In the present ease, each page of the Cameron County judgment contains a round seal stating “County Court at Law No. 2 of Cameron County, Texas.” The seal may have originally been raised, and appears to have been darkened for photocopying purposes. This round seal was placed over a stamp that states:
A CERTIFIED COPY
Attest: June 8th, 1994. JOE G. RIVERA, County Clerk Cameron County, Texas
By Irene Dlz Deputy
The underlined portions represent blank spaces that were filled by handwritten notations. It is not contested that this document, at the instant of its fax transmission, was a certified copy adhering to the requirements of rule 902(1). The State correctly points out that had it been picked up or mailed rather than transmitted via fax, its authentication would not have been an issue.

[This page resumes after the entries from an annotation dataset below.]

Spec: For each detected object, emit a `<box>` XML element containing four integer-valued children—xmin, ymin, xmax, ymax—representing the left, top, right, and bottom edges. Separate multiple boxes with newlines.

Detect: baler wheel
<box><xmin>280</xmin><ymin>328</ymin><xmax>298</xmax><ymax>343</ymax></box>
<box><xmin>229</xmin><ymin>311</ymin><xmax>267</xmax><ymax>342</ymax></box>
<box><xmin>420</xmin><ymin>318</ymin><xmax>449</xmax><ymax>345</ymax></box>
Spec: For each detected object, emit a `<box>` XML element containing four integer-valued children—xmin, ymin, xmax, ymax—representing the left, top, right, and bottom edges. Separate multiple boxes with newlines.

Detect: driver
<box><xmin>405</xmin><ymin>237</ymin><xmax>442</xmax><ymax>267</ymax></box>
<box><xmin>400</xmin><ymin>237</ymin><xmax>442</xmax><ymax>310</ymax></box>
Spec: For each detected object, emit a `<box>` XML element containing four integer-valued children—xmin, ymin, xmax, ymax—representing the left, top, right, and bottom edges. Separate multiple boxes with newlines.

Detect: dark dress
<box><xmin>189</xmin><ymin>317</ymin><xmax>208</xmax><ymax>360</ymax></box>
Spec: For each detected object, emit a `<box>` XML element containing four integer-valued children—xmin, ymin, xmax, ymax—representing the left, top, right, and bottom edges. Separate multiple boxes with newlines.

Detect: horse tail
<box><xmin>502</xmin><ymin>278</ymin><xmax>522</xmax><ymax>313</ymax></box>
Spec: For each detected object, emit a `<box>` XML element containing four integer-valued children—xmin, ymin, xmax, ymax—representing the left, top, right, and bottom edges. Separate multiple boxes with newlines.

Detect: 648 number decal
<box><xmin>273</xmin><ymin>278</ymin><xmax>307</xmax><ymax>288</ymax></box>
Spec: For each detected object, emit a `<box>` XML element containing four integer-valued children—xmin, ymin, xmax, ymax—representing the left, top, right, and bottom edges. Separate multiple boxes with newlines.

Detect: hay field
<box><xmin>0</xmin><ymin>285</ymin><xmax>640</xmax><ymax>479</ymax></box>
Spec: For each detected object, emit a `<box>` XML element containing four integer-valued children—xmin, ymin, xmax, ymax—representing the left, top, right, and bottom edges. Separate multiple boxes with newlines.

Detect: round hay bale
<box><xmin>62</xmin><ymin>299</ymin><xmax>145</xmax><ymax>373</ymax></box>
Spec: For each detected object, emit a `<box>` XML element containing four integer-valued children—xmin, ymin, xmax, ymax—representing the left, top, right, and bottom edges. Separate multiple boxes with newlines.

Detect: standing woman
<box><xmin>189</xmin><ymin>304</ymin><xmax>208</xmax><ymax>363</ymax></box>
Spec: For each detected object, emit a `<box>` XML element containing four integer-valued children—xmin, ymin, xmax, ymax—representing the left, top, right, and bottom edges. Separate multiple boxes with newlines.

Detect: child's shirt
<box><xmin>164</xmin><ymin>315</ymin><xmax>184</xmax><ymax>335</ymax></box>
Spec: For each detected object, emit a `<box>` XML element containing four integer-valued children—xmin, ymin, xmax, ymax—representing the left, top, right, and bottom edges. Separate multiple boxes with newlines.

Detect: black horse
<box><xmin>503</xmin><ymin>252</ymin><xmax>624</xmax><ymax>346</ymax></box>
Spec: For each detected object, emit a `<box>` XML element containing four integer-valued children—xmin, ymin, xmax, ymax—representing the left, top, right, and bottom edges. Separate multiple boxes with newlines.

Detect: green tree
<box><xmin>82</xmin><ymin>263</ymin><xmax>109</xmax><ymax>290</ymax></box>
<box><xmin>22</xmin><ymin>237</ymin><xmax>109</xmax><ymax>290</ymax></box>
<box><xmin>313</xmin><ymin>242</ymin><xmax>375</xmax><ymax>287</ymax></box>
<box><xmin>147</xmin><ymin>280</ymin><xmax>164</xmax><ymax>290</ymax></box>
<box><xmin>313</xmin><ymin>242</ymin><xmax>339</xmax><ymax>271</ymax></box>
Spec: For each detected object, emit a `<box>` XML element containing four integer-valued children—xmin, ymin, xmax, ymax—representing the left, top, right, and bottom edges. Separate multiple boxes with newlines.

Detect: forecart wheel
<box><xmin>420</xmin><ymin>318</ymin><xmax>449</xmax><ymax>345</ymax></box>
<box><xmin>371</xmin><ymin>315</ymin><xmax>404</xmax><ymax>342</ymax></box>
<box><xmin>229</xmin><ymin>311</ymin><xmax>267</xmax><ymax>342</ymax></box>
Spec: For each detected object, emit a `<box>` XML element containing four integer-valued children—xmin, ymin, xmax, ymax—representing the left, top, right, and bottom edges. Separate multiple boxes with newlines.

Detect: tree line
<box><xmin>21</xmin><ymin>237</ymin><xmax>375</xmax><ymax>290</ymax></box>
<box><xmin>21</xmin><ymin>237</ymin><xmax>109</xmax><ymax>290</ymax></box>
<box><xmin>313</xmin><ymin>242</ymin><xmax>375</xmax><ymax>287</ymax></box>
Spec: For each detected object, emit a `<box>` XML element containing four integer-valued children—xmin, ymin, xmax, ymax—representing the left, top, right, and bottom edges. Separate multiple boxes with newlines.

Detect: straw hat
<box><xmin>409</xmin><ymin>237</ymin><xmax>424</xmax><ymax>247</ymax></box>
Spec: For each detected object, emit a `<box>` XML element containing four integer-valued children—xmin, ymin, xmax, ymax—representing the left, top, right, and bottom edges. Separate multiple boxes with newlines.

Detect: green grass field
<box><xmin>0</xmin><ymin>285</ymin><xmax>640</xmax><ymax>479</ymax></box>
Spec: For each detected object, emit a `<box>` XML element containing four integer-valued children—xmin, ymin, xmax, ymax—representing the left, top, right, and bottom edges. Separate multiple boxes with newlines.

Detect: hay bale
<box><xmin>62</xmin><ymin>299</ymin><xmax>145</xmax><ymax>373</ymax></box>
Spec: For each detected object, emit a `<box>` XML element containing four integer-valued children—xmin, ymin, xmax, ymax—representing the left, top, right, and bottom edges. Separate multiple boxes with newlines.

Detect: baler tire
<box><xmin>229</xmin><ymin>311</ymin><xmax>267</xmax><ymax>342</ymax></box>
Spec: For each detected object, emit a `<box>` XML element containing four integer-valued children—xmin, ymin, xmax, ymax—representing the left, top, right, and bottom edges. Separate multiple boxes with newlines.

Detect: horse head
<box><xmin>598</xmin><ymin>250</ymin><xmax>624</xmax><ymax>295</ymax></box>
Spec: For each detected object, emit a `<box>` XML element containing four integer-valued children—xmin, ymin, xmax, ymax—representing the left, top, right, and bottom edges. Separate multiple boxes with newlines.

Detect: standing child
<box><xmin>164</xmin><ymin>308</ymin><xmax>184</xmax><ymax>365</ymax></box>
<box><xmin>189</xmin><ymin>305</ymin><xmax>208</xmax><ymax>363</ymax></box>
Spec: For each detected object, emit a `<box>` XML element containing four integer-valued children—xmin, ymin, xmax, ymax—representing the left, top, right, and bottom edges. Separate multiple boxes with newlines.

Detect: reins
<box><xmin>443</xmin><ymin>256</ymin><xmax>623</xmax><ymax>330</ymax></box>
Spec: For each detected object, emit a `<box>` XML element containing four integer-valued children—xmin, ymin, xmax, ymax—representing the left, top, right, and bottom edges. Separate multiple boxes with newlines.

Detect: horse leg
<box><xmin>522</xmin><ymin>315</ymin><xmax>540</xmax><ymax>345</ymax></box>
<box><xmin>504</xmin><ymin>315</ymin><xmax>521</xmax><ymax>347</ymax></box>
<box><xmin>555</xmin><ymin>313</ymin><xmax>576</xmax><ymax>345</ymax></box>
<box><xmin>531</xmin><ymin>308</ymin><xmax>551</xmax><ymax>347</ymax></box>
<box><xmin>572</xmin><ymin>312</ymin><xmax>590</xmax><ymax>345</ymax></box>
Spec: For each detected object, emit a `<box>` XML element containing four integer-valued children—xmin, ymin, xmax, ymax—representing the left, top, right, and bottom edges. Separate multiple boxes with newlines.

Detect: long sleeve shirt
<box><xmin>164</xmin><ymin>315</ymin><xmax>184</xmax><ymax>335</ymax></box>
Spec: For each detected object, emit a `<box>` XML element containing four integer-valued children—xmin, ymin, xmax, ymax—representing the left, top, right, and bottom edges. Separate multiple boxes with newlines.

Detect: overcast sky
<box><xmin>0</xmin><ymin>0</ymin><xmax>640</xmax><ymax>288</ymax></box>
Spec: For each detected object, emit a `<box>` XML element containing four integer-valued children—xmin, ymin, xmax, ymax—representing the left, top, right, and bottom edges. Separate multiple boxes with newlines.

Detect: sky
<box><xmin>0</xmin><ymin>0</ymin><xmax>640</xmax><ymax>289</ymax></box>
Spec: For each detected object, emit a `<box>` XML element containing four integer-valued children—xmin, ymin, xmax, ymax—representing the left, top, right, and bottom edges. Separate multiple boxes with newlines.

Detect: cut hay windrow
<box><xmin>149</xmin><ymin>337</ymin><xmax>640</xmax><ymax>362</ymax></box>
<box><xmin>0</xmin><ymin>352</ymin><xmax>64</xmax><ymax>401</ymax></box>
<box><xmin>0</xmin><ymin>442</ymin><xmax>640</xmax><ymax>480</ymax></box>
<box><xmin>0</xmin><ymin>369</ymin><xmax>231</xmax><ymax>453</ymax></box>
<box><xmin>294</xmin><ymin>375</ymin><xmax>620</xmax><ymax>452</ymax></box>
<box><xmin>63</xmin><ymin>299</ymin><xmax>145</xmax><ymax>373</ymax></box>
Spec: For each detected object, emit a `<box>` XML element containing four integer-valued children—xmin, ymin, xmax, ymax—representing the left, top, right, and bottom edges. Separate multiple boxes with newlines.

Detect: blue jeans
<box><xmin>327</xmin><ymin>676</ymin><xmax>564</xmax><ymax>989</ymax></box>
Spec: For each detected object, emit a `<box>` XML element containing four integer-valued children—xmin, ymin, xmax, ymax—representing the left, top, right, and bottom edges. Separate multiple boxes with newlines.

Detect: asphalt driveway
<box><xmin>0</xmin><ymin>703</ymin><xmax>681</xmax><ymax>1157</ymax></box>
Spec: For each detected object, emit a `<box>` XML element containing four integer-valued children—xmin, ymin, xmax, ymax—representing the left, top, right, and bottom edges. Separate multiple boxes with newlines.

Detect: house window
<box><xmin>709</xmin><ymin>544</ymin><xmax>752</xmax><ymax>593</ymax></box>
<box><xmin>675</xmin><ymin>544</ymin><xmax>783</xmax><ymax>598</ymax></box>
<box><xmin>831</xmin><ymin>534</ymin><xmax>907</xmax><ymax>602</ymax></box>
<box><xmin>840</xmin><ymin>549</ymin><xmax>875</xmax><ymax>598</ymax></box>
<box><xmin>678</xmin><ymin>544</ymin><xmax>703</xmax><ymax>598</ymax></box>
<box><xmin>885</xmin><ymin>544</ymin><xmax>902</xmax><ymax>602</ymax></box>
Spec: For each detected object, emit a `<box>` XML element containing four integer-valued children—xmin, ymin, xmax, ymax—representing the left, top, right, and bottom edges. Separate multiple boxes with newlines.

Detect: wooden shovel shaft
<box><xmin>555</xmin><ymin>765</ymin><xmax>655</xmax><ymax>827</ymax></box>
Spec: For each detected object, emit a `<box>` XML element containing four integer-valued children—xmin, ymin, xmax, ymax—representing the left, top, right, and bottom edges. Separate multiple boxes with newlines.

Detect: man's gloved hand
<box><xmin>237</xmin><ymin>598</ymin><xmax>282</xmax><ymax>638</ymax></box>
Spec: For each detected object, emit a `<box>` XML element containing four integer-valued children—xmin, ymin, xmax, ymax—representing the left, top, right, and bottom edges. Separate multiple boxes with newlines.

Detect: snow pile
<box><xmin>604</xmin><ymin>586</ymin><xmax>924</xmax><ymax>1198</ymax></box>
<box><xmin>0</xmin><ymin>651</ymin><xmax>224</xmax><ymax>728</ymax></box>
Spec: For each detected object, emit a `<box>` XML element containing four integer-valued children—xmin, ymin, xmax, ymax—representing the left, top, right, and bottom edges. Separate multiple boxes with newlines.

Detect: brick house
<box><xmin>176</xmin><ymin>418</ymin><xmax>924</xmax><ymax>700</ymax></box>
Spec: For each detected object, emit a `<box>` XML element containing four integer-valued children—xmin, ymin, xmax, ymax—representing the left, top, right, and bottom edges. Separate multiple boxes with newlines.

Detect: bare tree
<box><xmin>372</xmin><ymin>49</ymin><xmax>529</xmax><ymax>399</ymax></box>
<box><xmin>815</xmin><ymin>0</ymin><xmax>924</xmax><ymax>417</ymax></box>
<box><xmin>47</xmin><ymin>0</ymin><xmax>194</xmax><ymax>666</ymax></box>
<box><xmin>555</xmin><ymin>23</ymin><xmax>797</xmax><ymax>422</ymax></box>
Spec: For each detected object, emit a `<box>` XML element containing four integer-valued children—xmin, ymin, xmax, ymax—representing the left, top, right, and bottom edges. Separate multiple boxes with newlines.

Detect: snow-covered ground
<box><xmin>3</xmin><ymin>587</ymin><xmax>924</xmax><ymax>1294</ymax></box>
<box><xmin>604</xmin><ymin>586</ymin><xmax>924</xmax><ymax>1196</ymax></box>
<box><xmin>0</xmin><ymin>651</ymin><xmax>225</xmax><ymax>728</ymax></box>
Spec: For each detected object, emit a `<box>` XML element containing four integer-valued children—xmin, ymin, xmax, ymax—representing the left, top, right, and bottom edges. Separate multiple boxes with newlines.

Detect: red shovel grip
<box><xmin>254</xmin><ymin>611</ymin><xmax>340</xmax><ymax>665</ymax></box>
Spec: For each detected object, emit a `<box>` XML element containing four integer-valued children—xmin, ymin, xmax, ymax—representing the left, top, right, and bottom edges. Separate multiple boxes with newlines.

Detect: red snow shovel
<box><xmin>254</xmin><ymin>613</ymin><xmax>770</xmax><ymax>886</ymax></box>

We conclude that the “certified copy” of the judgment was an “original” within the meaning of rule 1001(3), and the “fax copy” was a “duplicate” under rule 1001(4). The authentication or identification requirements of rules 901(a) and (b)(7) were complied with to the satisfaction of the trial court. In the circumstances of this case, there is no indication it would be “unfair” to admit the duplicate in lieu of the original. Therefore, under rule 1003, the trial court did not abuse its discretion when it concluded the fax copy (the duplicate) was admissible.
The dissent concludes that, as a matter of law, the State did not exercise reasonable diligence to obtain the original certified copy of the judgment, and therefore, under rule 1005, the faxed copy was not admissible. We respectfully disagree with the dissent’s construction of rule 1005.
In this case, a certified copy of the judgment was created; there is no question that such a certified copy exists. Therefore, rule 1005 was complied with. Rule 1003 specifically allows a duplicate of that original certified copy to be admitted, under the circumstances of this ease. Accordingly, the trial court did not abuse its discretion in overruling appellant’s objection.
We overrule appellant’s sole point of error, and affirm the order revoking probation.
HUTSON-DUNN and WILSON, JJ., join in this opinion. COHEN, J., concurs, with HEDGES, J., joining the concurring opinion. TAFT, J., dissents, with OLIVER-PARROTT, C.J., and O’CONNOR and ANDELL, JJ., joining the dissenting opinion.. The only evidence of "injurious habits” was the disputed Cameron County DWI judgment.